Ankara Tanıtım Günlerimizde neden Malatya’mızı hak ettiği kadar, ‘Kadim Kültürümüz ve Yöresel ürünlerimizle niye buluşturp, tanıtamadık? Önce ona değineyim. Sonra gelecekte Malatya’mızın Tanıtım Günlerimizin nasıl olmasına ilişkin düşüncelerimi sunmaya çalışacağım. Benim düşüncelerimin doğru olduğu ideasında değilim. Bu konuyu enine boyuna şimdiden tartışalım, tartışalım ve düşüncelerimizi ortaya dökelim ki, gelecek güzel ‘Tanıtım Günlerimizi’ el birliği ile inşa edelim. Artık Malatya’mızın sıra içi değil sıra dışı ‘Tanıtım Günlerimize’ ihtiyacımızın olduğunu düşünüyorum.

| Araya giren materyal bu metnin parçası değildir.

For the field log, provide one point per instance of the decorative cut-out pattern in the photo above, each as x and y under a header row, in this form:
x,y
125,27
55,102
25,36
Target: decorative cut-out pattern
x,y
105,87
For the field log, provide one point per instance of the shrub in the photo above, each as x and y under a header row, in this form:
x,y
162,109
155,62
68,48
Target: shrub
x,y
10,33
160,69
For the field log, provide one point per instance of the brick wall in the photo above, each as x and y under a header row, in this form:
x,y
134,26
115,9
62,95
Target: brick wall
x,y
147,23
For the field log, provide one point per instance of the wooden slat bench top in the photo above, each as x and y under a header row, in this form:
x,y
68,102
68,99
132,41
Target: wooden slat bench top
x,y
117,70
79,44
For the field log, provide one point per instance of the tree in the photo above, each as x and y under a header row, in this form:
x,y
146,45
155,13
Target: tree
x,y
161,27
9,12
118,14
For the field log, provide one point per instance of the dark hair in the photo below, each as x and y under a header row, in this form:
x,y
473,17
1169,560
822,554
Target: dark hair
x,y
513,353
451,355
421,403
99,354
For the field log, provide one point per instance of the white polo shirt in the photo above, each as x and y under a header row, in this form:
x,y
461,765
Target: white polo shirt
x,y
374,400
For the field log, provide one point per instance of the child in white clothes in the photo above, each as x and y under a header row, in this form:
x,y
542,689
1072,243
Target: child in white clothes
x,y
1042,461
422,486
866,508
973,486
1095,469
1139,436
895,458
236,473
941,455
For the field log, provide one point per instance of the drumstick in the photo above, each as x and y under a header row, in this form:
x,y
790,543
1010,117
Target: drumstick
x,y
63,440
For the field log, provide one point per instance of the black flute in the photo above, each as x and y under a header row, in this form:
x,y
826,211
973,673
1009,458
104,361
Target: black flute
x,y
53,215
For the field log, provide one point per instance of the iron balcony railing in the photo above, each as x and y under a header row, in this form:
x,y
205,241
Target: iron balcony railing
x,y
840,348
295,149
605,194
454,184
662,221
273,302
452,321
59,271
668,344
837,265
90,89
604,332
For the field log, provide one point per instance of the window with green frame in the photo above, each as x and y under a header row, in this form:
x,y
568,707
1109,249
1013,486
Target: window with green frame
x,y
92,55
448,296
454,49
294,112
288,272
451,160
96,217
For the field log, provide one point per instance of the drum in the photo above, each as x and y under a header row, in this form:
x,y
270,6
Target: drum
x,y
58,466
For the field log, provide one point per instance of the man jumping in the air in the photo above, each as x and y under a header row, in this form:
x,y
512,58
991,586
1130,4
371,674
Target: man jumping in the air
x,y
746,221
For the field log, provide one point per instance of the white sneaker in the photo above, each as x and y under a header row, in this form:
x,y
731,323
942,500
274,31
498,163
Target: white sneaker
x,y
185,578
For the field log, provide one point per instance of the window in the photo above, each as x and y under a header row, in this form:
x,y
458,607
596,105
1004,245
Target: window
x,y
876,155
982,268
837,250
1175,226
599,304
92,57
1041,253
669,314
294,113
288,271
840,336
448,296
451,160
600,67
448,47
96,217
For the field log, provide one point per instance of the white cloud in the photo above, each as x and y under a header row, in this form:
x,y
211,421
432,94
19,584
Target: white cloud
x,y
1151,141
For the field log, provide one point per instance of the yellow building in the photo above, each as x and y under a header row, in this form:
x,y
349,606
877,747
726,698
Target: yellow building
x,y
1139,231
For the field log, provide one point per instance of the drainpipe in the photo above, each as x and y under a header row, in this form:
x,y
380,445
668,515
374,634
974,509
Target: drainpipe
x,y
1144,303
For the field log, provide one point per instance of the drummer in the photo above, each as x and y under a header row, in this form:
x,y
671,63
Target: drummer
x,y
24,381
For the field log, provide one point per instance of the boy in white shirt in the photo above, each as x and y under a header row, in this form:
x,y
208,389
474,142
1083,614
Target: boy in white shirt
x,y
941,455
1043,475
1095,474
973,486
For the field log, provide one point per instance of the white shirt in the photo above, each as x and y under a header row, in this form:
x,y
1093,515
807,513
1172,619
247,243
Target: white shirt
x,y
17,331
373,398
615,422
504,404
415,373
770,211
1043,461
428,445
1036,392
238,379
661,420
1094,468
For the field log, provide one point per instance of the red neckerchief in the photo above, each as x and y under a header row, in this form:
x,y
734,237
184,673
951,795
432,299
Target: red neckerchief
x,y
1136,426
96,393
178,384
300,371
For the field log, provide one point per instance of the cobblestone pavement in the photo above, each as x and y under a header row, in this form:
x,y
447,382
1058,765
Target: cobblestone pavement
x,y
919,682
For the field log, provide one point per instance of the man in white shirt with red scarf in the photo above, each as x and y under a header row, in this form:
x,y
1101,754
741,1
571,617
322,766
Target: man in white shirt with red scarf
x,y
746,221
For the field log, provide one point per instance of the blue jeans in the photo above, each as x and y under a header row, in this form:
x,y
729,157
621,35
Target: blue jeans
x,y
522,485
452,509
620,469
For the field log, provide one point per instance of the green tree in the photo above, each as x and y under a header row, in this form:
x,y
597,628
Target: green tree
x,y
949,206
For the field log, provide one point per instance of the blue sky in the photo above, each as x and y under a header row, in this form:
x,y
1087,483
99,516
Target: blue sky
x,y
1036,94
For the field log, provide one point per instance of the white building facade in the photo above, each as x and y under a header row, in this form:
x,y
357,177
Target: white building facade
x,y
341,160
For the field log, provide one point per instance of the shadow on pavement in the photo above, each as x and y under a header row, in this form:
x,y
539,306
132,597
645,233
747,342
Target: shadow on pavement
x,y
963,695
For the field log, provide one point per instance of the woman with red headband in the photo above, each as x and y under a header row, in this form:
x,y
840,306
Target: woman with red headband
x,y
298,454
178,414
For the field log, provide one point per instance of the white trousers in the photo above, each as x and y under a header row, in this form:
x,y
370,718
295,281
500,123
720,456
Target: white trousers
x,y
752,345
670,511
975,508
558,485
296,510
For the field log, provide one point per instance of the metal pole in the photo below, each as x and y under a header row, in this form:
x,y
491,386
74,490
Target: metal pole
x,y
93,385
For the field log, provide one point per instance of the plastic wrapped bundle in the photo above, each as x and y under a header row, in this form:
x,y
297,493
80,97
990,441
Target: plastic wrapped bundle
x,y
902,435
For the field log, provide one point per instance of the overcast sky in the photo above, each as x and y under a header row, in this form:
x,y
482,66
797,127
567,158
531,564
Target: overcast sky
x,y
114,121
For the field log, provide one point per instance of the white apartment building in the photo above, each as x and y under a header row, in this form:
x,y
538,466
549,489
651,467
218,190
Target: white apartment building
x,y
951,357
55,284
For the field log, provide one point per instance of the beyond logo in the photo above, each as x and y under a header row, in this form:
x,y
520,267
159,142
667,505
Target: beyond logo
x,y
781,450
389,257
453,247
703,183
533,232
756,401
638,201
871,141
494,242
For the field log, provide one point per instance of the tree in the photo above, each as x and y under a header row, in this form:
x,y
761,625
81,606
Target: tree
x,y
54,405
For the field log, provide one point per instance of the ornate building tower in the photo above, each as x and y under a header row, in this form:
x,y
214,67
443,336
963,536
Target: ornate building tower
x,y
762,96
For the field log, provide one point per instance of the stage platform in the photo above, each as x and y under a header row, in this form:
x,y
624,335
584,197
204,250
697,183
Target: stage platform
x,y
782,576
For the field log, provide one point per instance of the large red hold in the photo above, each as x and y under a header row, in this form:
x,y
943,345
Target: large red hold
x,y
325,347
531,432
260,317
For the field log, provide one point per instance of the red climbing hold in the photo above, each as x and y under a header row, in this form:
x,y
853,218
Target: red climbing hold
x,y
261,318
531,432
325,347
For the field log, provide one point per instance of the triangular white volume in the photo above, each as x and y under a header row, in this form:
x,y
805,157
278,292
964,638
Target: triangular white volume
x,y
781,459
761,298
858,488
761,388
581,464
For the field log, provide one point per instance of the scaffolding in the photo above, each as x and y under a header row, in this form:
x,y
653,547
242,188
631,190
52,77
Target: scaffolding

Öncelikle ‘’Malatya Tanıtım Günlerinin’’ içeriğini, altlığını oluşturalım. Eğer Malatya’mızın kadim tarihinin, mekânın, kültürünün ve yeme içme kültürümüzün tanıtımını kapsyacak şekilde yapacaksak ve bunu da ilçeler bazında düzenleyeceksek, bunların stantlarını ayrı ayrı oluşturmamız gerekiyor diye düşünüyorum. Malatya’mızın neyini, nasıl, hangi mekânda tanıtacağız. Önce tanıma adını koyalım.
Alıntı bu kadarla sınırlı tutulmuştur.